Unemployment the Same; “Unemployment” Down
Here’s an interesting observation. The Providence Journal‘s story about Rhode Island’s decreasing unemployment rate may have been headlined “State’s jobless rate declines to 12 percent,” but the lead reads, “The figure is counteracted, however, by decline in size of labor force,” and Andy Smith sets the tone of the article at the very beginning:
On the surface, there is good news in the state unemployment numbers released Friday. The Rhode Island jobless rate dropped to 12 percent in June, a decline from 12.3 percent in May, and the number of people classified as unemployed decreased by 1,900, falling to 69,300.
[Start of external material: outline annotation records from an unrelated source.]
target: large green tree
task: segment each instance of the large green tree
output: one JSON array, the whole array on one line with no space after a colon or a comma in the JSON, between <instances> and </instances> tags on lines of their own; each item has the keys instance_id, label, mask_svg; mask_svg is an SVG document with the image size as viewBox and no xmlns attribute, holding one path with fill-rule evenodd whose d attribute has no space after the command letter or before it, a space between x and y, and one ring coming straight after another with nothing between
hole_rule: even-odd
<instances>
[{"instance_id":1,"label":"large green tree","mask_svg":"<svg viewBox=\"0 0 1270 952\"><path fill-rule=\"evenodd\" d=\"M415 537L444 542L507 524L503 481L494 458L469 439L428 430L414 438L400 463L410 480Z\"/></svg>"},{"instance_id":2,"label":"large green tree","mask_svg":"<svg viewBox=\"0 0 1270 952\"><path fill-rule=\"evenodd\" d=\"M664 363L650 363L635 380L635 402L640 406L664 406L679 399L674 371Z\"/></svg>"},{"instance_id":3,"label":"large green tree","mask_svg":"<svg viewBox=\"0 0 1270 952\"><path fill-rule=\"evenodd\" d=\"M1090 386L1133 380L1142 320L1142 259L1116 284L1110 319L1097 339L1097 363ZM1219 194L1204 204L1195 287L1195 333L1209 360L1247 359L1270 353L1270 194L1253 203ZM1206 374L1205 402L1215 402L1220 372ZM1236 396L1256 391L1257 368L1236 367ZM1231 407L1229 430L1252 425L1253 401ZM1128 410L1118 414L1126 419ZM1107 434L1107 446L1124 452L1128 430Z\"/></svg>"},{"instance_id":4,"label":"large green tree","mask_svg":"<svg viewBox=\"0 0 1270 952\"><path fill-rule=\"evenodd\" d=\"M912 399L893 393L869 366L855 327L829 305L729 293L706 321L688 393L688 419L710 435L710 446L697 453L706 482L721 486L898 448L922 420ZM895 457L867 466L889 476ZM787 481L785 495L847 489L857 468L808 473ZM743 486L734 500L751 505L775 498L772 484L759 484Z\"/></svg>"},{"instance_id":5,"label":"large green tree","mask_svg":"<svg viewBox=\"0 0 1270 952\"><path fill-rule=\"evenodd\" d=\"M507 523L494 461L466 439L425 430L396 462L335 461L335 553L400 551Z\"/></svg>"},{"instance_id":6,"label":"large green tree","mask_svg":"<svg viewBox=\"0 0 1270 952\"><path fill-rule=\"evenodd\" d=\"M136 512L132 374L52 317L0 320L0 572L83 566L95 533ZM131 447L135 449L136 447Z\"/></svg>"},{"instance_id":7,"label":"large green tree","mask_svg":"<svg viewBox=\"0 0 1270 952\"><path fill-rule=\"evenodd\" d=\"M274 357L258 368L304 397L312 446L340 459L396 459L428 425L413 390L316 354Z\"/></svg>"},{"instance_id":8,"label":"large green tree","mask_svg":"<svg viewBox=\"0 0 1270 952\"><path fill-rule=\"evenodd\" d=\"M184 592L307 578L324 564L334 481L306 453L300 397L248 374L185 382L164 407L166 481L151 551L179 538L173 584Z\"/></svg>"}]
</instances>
By contrast, the cycling news on WPRO — to which I’m able to listen at work, now that Buddy’s show has moved to drive time — clearly presented the numbers as positive.
The upshot is that 800 government jobs (mostly for the Census) went away; 800 private sector jobs appeared (presumably with a significant percentage of temporary seasonal jobs); and 2,800 Rhode Islanders gave up their job searches and exited the calculation. Anybody who is tracking unemployment as a measure of actual economic health and resident well-being, in other words, should not be encouraged.
I will say this, though: It looks like my prediction of 15% unemployment was off the mark, but mostly because I didn’t include the possibility of workers exiting the market.